In particular, Clutton-Brock’s description of humans as nurturers was very compelling and I would like to hear her expand upon it. Humans care for their own young and for the young of other humans. The common saying “it takes a village to raise a child” really expresses this–culturally, we are OK with other people raising our children and with raise children for others. A clear modern-day example of this is human’s tendency to take their children to daycare centers. We aren’t really raising our own children in today’s society.

However, to return to the original point: humans are nurturers and we (today, at least) nurture our animals like we nurture our own young.

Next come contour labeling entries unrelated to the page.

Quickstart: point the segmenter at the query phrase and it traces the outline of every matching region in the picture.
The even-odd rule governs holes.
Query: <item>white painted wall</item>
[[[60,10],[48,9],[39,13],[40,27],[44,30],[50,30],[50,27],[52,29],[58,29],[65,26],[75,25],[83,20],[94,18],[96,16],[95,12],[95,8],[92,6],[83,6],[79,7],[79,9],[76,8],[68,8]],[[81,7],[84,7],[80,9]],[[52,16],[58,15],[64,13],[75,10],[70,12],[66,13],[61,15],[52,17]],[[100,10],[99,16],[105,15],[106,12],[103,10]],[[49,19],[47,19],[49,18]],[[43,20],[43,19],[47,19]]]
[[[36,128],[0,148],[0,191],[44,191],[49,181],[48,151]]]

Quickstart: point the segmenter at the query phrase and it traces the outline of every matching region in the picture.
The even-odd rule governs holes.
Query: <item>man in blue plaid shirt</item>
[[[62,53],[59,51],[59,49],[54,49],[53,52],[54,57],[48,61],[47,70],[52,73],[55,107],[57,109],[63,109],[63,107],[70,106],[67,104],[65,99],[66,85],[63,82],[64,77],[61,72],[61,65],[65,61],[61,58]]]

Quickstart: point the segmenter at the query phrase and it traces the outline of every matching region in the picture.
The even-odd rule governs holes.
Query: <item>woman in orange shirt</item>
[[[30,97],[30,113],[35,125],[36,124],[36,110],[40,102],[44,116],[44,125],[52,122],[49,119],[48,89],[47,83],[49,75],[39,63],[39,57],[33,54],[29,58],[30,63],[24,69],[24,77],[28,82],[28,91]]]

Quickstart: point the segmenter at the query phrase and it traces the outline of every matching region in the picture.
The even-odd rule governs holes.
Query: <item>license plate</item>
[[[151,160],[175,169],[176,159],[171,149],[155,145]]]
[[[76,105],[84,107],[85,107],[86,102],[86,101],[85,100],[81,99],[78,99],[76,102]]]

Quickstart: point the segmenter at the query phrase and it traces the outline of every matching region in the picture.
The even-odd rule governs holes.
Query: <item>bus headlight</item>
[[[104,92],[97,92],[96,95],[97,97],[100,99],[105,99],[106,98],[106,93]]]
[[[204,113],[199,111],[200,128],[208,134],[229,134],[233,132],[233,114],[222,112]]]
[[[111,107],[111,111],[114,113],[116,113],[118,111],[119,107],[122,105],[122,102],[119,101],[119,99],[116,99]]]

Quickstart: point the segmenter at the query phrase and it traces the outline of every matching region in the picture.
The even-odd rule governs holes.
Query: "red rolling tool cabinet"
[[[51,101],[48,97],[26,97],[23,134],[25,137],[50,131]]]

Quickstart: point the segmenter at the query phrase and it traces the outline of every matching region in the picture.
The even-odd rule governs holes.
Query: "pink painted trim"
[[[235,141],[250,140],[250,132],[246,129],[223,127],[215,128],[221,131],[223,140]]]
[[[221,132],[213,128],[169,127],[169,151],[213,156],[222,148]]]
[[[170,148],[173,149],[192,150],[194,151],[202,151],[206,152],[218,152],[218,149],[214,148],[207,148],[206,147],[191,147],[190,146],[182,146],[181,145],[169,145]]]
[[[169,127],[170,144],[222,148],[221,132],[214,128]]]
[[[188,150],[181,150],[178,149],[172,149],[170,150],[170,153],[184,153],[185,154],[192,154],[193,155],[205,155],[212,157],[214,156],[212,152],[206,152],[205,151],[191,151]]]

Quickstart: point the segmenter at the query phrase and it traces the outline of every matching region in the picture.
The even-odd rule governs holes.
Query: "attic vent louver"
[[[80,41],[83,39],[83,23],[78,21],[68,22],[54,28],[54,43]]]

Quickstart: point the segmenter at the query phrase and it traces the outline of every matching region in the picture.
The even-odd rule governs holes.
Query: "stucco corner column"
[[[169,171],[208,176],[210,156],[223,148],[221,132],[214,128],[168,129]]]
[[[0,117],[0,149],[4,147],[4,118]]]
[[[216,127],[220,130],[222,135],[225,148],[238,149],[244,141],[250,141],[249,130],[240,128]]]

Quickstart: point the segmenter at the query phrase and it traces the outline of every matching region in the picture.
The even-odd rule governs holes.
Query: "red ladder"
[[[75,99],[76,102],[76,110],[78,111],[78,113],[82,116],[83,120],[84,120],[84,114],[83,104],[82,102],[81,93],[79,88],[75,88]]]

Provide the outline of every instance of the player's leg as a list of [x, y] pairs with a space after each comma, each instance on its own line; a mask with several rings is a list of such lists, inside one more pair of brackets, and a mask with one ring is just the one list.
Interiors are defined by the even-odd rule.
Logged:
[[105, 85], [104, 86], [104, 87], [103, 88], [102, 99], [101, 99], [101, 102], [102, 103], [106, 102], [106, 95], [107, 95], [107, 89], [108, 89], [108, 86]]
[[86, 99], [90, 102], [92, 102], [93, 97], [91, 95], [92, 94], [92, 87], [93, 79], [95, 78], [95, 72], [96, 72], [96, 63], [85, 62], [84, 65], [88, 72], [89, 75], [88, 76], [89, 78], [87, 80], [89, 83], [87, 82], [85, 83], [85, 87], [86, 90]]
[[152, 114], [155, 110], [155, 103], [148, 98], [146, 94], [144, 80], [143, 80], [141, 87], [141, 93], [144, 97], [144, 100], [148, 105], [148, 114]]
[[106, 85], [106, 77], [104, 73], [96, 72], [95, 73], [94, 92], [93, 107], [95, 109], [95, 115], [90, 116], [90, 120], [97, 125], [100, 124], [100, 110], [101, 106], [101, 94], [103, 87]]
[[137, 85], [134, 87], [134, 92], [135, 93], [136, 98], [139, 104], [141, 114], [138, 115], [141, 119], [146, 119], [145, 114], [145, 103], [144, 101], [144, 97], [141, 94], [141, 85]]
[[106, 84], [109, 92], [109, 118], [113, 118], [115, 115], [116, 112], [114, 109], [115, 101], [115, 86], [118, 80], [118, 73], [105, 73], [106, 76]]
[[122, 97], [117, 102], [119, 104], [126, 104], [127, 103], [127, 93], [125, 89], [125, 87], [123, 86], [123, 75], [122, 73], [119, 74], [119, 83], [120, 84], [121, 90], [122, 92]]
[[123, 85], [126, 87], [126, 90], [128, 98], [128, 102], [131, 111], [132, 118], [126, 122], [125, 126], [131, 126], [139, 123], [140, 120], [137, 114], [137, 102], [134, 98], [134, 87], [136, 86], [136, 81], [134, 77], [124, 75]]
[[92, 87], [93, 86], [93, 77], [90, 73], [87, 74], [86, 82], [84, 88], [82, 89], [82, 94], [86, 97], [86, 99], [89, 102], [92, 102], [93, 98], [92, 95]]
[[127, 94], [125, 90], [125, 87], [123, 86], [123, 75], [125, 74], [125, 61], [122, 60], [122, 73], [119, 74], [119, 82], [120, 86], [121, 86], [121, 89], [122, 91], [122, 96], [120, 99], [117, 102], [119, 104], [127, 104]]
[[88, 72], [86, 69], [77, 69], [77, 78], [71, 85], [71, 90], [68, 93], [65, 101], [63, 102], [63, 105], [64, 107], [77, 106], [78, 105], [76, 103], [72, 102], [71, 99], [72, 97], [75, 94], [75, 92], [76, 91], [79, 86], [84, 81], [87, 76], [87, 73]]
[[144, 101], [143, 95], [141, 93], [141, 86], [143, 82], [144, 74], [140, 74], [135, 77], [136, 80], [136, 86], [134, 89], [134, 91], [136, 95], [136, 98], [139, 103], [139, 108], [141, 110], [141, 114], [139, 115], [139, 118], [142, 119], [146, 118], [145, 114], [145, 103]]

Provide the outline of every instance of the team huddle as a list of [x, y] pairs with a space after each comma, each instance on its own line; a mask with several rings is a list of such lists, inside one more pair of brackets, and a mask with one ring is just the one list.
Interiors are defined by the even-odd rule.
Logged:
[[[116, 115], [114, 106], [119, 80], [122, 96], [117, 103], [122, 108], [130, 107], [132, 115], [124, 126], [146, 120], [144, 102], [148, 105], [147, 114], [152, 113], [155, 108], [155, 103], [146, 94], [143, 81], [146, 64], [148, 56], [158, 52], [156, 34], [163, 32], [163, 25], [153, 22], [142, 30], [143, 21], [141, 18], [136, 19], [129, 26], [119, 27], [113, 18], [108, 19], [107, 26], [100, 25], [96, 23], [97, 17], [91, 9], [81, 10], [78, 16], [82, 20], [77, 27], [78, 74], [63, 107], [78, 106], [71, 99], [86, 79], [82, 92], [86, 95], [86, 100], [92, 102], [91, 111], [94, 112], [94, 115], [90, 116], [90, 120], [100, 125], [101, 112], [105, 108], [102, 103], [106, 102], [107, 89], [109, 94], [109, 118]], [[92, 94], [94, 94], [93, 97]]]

People refer to their dogs or cats as their “children” and to themselves as their dogs’ “moms” and “dads.” It isn’t too large a jump, then, to imagine that early humans were more likely to want to care for another species than, say, early chimpanzees. Ingold touches on this point also, but in a slightly different sort of way, saying that hunters knew and cared for their prey in much the same way that they knew and cared for their fellow humans. Could humans have domesticated animals because of some sort of nurturing instinct over which we have no control?

Overall, these readings do not explain how domestication happened. Rather, they show that we do not know how it happened, exactly, and we really never will know, because history has happened–we can’t go back and check to see how it happened. Ingold sums up my opinion on the matter very eloquently in the introduction to his essay From Trust to Domination:

“Only humans… construct narratives of this history. Such narratives range from what we might regard as myths of totemic origin to supposedly ‘scientific’ accounts of the origins of domestication. And however we might choose to distinguish between myth and science, if indeed the distinction can be made at all, they have in common that they tell us as much about how the narrators view their own humanity as they do about their attitudes and relations to non-human animals. “

Every story we tell about how domestication happened is just that–a story. We do not know how exactly domestication happened and we never will. We can only theorize. I am beginning to realize that history is a discipline with many more questions than answers. In the study of history, you get a finite amount of evidence from which you must draw conclusions and, depending on who you are, those conclusions can vary widely.